ヒットの最大の理由を伺うと、「ただ焼肉ブームに乗れただけ。特に独自のアイデアがひらめいたわけではないです」と、あくまで謙虚に答える川上社長。
しかし、どんなことが流行しているのか、世の中のささいな動きにも敏感に反応していないとヒット商品を生み出すのは難しい。20代のころから独立という目標をかかげて、努力を惜しまなかったことが、川上社長の商売センスを磨いていったのだろう。
ヨロンに古くから伝わる「誠」の精神
最後に、謙虚でマイペースな川上社長に次なる目標を聞いてみた。
「ウチの地元の横浜でも、『安安』の知名度はまだまだなんです。普通に誰でも知っているようになるには200店舗はないといけません。
おかげ様で、今は関東、沖縄を含め73店舗です。神奈川の東北地区と、東京西部には地盤ができたと思います。今後は東京の東部、埼玉、千葉にも展開していきます。
その後は、日本全国を視野に入れて全国展開を目指します。そのためには1000店舗が必要になりますが、8年間やってきて手ごたえは十分感じています。」
打ちじゃしょりじゃしょり
誠(まことぅ)打ちじゃしょり
誠 打ちじゃしば
何恥(ぬは)じかしゅんが
「ヨロンには『誠うちじゃしば ぬ恥かちゅんが』という有名な古くから伝わる言葉があります。
訳すと『誠の心を出しなさい、そうすれば何も恥ずかしいことはない』という意味です。
『俺が、俺が』と前へ出て行く文化ではないんですね。『喧嘩はするな』なんてよく言われたもんです。
ヨロンは奄美群島でも一番小さな島ですから、そんな文化が根付いたんじゃないかと僕は判断しています。
こうした与論の『誠』の精神があったからでしょうか、くよくよせずに、自分を信じて、真っ直ぐ進んでこられたのは。

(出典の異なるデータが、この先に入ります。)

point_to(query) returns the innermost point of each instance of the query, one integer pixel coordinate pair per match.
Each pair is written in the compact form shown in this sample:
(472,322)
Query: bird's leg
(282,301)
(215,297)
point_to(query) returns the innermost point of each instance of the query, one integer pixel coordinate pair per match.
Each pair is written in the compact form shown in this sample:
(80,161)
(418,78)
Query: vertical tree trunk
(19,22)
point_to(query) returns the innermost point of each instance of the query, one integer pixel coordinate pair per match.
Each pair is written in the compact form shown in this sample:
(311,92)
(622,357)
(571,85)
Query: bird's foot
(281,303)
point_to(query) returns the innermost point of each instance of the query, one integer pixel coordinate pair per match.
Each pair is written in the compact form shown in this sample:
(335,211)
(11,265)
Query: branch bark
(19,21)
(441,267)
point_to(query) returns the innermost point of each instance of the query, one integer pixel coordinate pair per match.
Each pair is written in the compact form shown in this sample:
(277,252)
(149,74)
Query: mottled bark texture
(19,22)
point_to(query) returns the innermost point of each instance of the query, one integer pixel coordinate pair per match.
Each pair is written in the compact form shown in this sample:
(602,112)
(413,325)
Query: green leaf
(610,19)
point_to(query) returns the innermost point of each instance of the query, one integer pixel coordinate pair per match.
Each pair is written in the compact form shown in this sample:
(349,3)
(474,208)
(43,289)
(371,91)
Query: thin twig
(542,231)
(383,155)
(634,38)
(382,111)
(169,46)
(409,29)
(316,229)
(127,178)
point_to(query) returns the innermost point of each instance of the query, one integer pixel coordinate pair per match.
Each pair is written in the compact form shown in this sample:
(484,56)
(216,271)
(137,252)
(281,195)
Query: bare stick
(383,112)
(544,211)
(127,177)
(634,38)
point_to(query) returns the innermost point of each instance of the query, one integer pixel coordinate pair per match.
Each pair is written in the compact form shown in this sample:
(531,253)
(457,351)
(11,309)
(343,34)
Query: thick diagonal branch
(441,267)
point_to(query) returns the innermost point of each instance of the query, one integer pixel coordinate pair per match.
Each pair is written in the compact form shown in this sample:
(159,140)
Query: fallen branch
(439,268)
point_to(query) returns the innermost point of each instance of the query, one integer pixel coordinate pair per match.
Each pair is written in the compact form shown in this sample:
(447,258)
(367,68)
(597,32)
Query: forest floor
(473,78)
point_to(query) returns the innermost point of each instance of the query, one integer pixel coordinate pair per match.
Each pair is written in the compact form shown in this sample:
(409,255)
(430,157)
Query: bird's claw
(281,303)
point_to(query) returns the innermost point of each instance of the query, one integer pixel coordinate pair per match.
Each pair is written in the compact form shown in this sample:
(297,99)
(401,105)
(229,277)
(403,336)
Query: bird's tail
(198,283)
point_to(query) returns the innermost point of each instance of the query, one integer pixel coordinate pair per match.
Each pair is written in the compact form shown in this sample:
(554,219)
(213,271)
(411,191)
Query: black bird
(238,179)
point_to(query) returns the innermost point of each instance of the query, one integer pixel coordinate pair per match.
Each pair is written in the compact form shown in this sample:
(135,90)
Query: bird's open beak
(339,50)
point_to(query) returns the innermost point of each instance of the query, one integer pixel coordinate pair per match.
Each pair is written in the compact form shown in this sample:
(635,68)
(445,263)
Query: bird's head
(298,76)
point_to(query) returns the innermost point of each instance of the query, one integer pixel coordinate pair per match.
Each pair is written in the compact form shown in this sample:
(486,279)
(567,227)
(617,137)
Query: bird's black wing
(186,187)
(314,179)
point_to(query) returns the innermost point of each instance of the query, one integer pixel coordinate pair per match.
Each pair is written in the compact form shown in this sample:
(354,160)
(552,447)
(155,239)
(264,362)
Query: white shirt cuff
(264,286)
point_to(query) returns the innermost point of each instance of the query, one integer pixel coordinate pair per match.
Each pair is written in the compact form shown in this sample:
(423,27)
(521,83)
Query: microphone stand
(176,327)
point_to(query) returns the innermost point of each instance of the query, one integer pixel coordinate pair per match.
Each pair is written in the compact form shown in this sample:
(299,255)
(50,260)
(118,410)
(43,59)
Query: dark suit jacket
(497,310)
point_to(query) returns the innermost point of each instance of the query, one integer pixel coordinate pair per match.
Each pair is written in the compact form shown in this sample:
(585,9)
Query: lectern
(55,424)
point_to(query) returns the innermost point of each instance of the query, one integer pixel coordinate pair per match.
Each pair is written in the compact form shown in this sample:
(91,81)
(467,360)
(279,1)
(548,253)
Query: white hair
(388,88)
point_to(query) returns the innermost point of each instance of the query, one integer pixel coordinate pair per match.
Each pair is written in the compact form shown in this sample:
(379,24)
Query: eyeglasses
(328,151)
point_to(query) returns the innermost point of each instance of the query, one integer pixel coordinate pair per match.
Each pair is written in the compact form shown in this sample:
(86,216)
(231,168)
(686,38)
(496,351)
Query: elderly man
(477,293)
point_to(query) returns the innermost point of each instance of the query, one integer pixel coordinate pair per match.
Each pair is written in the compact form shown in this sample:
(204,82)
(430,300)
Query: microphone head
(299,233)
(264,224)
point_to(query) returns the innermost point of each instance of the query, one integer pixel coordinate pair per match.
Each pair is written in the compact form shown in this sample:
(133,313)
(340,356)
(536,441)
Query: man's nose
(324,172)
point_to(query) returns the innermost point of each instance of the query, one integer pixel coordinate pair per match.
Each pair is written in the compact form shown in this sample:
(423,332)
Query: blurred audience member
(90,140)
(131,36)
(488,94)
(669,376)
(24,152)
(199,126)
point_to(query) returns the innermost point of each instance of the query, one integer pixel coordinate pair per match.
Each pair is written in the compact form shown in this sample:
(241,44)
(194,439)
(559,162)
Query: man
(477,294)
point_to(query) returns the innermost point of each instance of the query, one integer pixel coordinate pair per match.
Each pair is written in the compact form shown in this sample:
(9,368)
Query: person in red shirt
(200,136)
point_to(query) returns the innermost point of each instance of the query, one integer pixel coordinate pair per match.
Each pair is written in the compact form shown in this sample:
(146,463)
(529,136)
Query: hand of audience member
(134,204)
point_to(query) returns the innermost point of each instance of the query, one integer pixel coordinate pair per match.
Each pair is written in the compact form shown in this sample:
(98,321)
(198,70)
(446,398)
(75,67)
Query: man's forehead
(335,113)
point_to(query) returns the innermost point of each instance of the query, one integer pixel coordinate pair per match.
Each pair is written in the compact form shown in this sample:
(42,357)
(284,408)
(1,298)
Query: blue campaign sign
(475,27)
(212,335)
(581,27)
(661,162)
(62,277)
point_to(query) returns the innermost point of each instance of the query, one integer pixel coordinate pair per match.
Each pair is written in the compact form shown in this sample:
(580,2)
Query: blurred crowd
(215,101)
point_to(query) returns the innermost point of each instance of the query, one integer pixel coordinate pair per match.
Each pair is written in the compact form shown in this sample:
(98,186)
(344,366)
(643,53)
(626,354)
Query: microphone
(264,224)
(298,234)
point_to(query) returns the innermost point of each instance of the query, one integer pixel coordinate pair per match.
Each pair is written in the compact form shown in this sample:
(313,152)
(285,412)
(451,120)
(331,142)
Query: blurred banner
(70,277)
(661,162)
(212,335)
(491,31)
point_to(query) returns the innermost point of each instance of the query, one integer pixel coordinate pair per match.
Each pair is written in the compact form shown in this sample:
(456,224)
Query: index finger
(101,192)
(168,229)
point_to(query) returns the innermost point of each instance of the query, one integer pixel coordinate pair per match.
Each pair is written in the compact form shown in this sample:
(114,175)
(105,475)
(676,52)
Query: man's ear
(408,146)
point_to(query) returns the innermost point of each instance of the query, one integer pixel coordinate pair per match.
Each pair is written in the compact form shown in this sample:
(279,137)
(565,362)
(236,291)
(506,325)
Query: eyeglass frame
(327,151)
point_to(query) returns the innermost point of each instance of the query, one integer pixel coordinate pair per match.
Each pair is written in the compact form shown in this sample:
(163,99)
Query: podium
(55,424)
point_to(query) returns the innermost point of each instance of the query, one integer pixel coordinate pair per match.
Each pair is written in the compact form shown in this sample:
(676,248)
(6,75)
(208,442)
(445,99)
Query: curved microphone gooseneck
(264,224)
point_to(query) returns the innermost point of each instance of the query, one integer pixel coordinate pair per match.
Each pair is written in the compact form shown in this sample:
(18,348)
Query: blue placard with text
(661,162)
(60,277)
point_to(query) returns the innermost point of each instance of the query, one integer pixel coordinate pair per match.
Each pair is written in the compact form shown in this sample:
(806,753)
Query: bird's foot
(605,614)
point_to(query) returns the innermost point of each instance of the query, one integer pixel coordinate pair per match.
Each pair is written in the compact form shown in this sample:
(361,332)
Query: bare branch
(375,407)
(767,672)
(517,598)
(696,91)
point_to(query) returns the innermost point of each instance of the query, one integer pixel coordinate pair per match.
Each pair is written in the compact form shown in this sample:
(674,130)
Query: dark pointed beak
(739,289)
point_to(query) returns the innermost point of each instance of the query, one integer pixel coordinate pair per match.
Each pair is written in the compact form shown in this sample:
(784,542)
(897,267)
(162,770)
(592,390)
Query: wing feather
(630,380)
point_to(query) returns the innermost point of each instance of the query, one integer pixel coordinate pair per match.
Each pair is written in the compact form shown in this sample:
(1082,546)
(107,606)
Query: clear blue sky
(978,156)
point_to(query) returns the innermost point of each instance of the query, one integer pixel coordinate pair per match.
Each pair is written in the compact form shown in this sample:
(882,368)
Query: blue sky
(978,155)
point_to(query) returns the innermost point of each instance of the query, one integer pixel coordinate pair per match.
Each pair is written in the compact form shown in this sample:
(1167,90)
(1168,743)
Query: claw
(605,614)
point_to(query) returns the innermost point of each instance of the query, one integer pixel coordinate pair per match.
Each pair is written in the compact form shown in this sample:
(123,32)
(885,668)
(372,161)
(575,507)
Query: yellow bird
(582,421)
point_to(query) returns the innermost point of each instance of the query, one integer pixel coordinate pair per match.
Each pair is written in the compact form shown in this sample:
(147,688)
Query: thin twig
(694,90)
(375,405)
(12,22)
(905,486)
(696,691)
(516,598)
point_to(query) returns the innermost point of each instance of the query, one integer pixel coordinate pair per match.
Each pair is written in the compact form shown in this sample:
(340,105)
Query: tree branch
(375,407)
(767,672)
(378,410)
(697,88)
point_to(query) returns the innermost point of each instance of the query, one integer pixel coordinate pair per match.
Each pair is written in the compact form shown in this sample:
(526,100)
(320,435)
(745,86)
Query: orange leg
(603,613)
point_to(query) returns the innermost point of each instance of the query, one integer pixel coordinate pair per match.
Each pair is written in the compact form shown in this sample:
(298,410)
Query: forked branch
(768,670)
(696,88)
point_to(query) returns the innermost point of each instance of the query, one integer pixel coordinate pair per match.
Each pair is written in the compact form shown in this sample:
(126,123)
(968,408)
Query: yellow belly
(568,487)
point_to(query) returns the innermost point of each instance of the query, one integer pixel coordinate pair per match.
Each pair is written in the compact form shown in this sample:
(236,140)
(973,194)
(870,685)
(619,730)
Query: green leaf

これからも、おごらず淡々と『誠』の精神を貫くだけです。」
そして、この目標が達成できた暁には、いつかヨロンのために何かしたいという。
「与論島は奄美大島よりも、沖縄本島との距離が近いので、沖縄との交通の便をよくして、もっと与論島へ気軽に遊びにこられるような、与論島を活性化する仕組みをつくりたいですね。どうしてもヨロンは僕の心にいつまでも残っているんです。